Mastenbroek, januari 2004
Het weer ziet er redelijk goed uit, droog, bewolkt en een lekker windje. Het is zaterdag 31 januari rond een uur of 8 als ik richting bindlocatie rijd en nog snel even de benzinetank vol gooi om op tijd aanwezig te zijn. Daar aangekomen blijk ik niet de eerste te zijn, enkele andere vroege vogels, ja zelfs Ton, zijn me al voor om richting de polder van Mastenbroek te gaan met de bedoeling de nodige snoeken een loer te draaien.

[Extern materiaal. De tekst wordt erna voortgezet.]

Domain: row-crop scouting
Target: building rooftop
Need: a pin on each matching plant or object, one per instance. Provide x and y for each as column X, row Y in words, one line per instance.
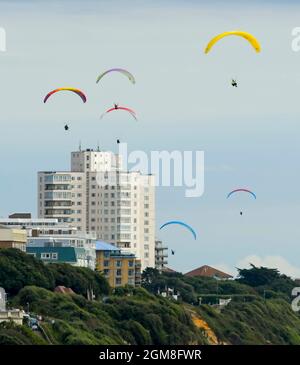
column 20, row 215
column 105, row 246
column 208, row 271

Is iedereen er wordt er geroepen, met z’n zevenen gaan we richting Zwolle om eerst bij Otter de vergunningen te bemachtigen en natuurlijk, de koffie. Vergunningen heeft hij, koffie jammer genoeg niet, de machine doet het niet. Door diverse mensen worden er toch nog div. spullen gekocht, sommige anderen vergapen zich aan al dat moois, maar zetten het snel weer terug. Want het is geen kattenpis, een Sage hengel of een Loop reel. Als iedereen de vergunning op zak heeft, de nodige spullen betaald en Gert v d Kamp met een brede grijns vriendelijk afscheid neemt, blijkt bij buiten komst dat het is opgehouden met droog te zijn.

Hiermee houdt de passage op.